Describing The Nexus of Distance Running and The Law.

Saturday, June 30, 2007


I’ve been really waiting a long time to find this time. A time when I can exemplify and manifest myself in a precedent of success.

I dream a lot. Not in the sleep sense of the word. But in promise, and ambition, and in pursuit. I imagine great things, and work towards them. I try to weave my duties within the paragraphs of this great script of life.

I imagine these scenic runs, where I meet toil and fatigue, only to imagine myself become renewed. I have an experience of the past; yet redefine my efforts by something today. It doesn’t always work, but on the few occasions that I achieve these small things, I feel unrivaled success, and astronomical joy.

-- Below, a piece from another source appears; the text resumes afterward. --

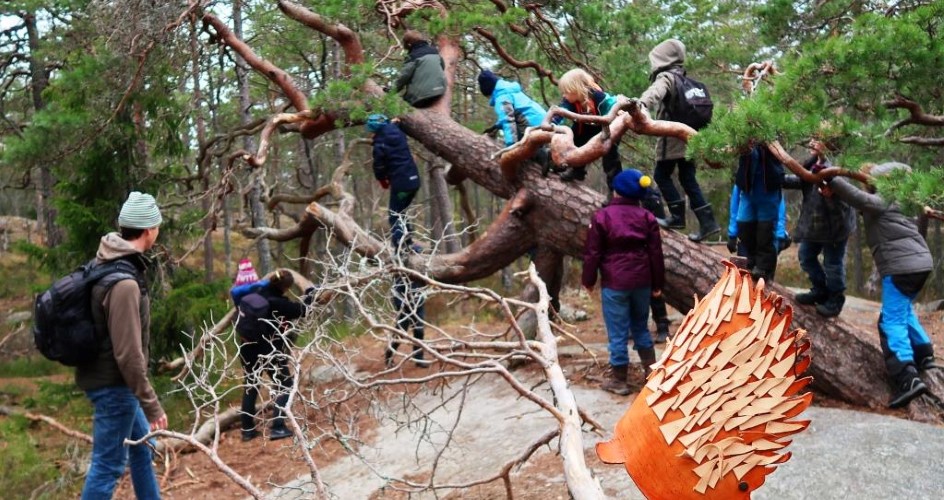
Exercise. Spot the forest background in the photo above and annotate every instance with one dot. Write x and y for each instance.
(100, 98)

Yesterday was quite miserable. I didn’t train. It was an off day. I’m going to be honest; I think I may have permanently injured a part of my calf last spring. After running Boston on it, I now have this different musculature in the medial side of my tibialis anterior. So maybe it just needs some ART or massage, but it’s a pretty strange area. I resolved yesterday I would run long, at my happy place this morning, before I did anything about my moving process, or painting furniture, or the other minutiae outside my endurance endeavors.

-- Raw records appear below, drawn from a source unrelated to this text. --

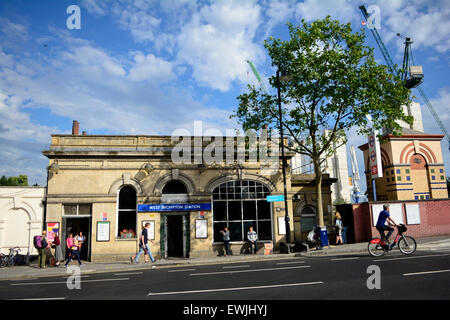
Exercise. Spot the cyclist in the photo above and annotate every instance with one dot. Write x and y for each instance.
(381, 223)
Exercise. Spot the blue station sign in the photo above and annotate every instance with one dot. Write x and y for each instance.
(174, 207)
(275, 198)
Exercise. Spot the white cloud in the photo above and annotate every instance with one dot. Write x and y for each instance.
(218, 40)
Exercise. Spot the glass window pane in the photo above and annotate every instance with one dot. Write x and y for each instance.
(235, 231)
(247, 226)
(220, 210)
(265, 230)
(234, 210)
(308, 223)
(70, 209)
(84, 209)
(263, 209)
(249, 208)
(217, 228)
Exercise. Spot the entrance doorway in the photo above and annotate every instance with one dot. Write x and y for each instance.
(74, 226)
(175, 236)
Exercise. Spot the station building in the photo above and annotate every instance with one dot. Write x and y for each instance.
(109, 186)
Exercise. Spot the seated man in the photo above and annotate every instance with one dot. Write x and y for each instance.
(381, 223)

I ran a long run at my favorite place today, as I promised. It went exceedingly well. I suffered yesterday to enjoy today. Joy, I exercised. I encountered horses with riders, dogs, hikers, and a degree of familiarity I had long forgotten. The fundamental difference between those of New Hampshire and those of the Bay State is the degree of simple kindness they exhibit. For the people north are of such kind heart and soul, without the slightest adversary. Despite the suffering, the agony, and the stresses facing me, my running keeps me grounded. It gives me life.

There is life, deep in my suffering.